Adrien Deyhim est Product manager chez Toucan Toco, une solution de Guided Data Analytics qui permet à tous les utilisateurs de mieux comprendre leurs données grâce au Data Storytelling. Adrien s'occupe de la gestion de la donnée au sein de Toucan, dont les problématiques d'intégrations aux services générant de la donnée.
Comme beaucoup de product managers, j’alterne mes heures de travail entre vision produit, roadmaping, discovery, delivery... Et entre les outils au service de ces différentes missions, je reçois des retours produits sur des channels Slack, je consolide ces idées sur Product Board où je conçois des roadmap, je pilote le delivery sur Jira, je regarde mes analytics sur Mixpannel... Chacun de ces outils me sert à des moments différents, mais ils perdent souvent une partie de leur valeur s'ils sont utilisés seuls ou sans lien les uns avec les autres. Leurs concepteurs en sont conscients : cet écosystème propose énormément d'intégration pour faire en sorte que mon expérience de Product Manager soit couverte par un certain continuum "sans couture". Je peux pousser les feedbacks Slack dans Product Board, y constituer des candidats à la roadmap, pousser ensuite les features proposées dans Jira sous forme d'EPIC et suivre leur avancement. C’est de ce continuum que parle cet excellent article d’Open View, qui ont intronisé le “Product Led Growth” : A New Era for PLG: Introducing the Age of Connected Work.

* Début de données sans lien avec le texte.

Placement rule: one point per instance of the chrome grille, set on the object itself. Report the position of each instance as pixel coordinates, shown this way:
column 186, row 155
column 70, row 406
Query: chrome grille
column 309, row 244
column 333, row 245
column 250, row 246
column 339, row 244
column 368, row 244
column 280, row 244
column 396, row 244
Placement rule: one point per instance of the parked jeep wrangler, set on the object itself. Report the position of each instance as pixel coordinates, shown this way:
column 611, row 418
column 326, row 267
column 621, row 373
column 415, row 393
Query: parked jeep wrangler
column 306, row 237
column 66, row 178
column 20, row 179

Cette philosophie, s'intégrer aux meilleurs outils du marché pour couvrir un workflow métier, est aujourd’hui un pilier de notre stratégie produit chez Toucan.
Tous les produits SaaS ont besoin d’intégration
Des intégrations pour alimenter Toucan avec de la data
Les intégrations sont aujourd’hui un élément incontournable dans le monde des SaaS. Les utilisateurs ont à leur disposition de plus en plus de produits spécialisés qui leur permettent de gagner en efficacité sur tout ce qu’ils font : vente, CRM, gestion de projet, analytics. Ils ont donc besoin de pouvoir lier ces écosystèmes entre eux pour mieux les utiliser : l’exemple d’un Product Manager qui doit passer d’un outil à l’autre l’illustre bien. La plupart des SaaS l’ont bien compris : ils proposent leur propre API pour faciliter les intégrations.

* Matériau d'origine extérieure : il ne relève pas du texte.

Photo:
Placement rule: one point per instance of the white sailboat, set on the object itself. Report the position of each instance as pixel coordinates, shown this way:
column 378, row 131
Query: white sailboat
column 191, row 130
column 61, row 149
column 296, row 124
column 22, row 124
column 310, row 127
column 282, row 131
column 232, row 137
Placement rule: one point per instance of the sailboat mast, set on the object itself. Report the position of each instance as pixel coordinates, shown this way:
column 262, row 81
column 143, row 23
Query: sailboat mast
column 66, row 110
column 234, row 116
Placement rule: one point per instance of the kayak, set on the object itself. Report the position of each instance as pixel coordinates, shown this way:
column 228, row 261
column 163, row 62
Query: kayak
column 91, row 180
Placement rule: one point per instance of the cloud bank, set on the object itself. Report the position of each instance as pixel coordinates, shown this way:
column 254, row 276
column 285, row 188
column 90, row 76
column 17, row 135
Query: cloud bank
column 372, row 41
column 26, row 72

Dans le cas de Toucan, les intégrations ont dès le début été un élément incontournable du produit : Toucan est une plateforme de Guided Data Analytics, qui vise à rendre les données des entreprises plus compréhensibles et plus accessibles grâce au Data Storytelling. En clair : nous permettons à nos utilisateurs de présenter leurs données de manière plus intuitive, plus pédagogique, plus ergonomique. Mais pour que nous puissions faire ce que nous faisons de mieux, encore faut-il avoir accès à notre matière première : la donnée. Notre priorité, très vite, a été de créer des connecteurs qui nous permettent d’aller chercher la donnée où qu’elle soit stockée, que ce soit dans des fichiers excel ou des outils métiers comme Salesforce, Hubspot, Anaplan... ou des data warehouses comme Snowflake ou Redshift. Les connecteurs, qui permettent de s'authentifier à un service et d'en extraire la donnée, sont vite devenus un axe de vente très important de notre produit. Et ma mission est de proposer les connecteurs permettant de se connecter aux solutions les plus pertinentes et de déterminer pourquoi prioriser la connexion à une base de données plutôt qu'une autre et à une API plutôt qu'une autre ?

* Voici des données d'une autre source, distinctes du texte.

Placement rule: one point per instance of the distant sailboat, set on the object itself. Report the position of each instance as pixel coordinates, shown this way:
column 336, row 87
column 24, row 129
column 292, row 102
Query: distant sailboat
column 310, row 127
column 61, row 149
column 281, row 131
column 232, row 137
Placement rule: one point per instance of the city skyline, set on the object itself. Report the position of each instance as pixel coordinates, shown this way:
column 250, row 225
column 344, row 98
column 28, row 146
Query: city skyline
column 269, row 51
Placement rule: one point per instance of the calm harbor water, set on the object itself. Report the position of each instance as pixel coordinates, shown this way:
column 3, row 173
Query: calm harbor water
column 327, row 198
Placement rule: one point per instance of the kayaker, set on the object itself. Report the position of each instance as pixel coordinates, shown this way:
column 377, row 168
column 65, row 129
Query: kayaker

La question du make, buy or partner
Mais il n’y a pas que la question du sourcing de la data qui nous a poussé à donner tant d’importance à nos connecteurs et à l’intégration. Comme toute équipe produit, nous nous sommes posés très vite la question du make, buy or partner : Voulons-nous développer nous-même toute la stack produit nécessaire pour répondre aux besoins de nos utilisateurs et maîtriser leur expérience de bout en bout ? Ou préférons-nous profiter de l'expertise d’autres acteurs spécialisés sans être maître des choix produits ? Là aussi, la réponse nous a semblé évidente : nous voulons offrir à nos utilisateurs ce qui se fait de meilleur, en combinant ces alternatives. Nous mettons toute notre énergie dans le développement d’une solution de Guided Data Analytics, et on n’est pas peu fier d’affirmer qu’on réussit à être très compétitifs sur ce segment.
Il y a, sur le marché, d’autres acteurs qui sont extrêmement bons dans leurs spécialités respectives. On peut (grossièrement) décomposer fonctionnellement les capacités d'un outil de BI comme suit : préparation de la donnée, conception des tableaux de bord, partage et actionnabilité des insights. Si on s'intéresse au premier point, la préparation implique de pouvoir calculer sur des volumes de données importants. Plutôt que de développer nous même notre technologie de data warehousing, nous avons cherché à développer des intégration profondes à des data warehouses de pointe du marché telles que Snowflake ou Amazon Redshift. Concrètement Toucan propose une interface graphique, dont nous maîtrisons l’expérience, pour préparer la donnée mais les calculs sont effectués par les data warehouse. Toucan devient une surcouche front et offre une expérience utilisateur simple pour des utilisateurs non techniques. Les data warehouse eux gèrent le stockage et le calcul avec des performances que nous n'aurions pu égaler à notre taille.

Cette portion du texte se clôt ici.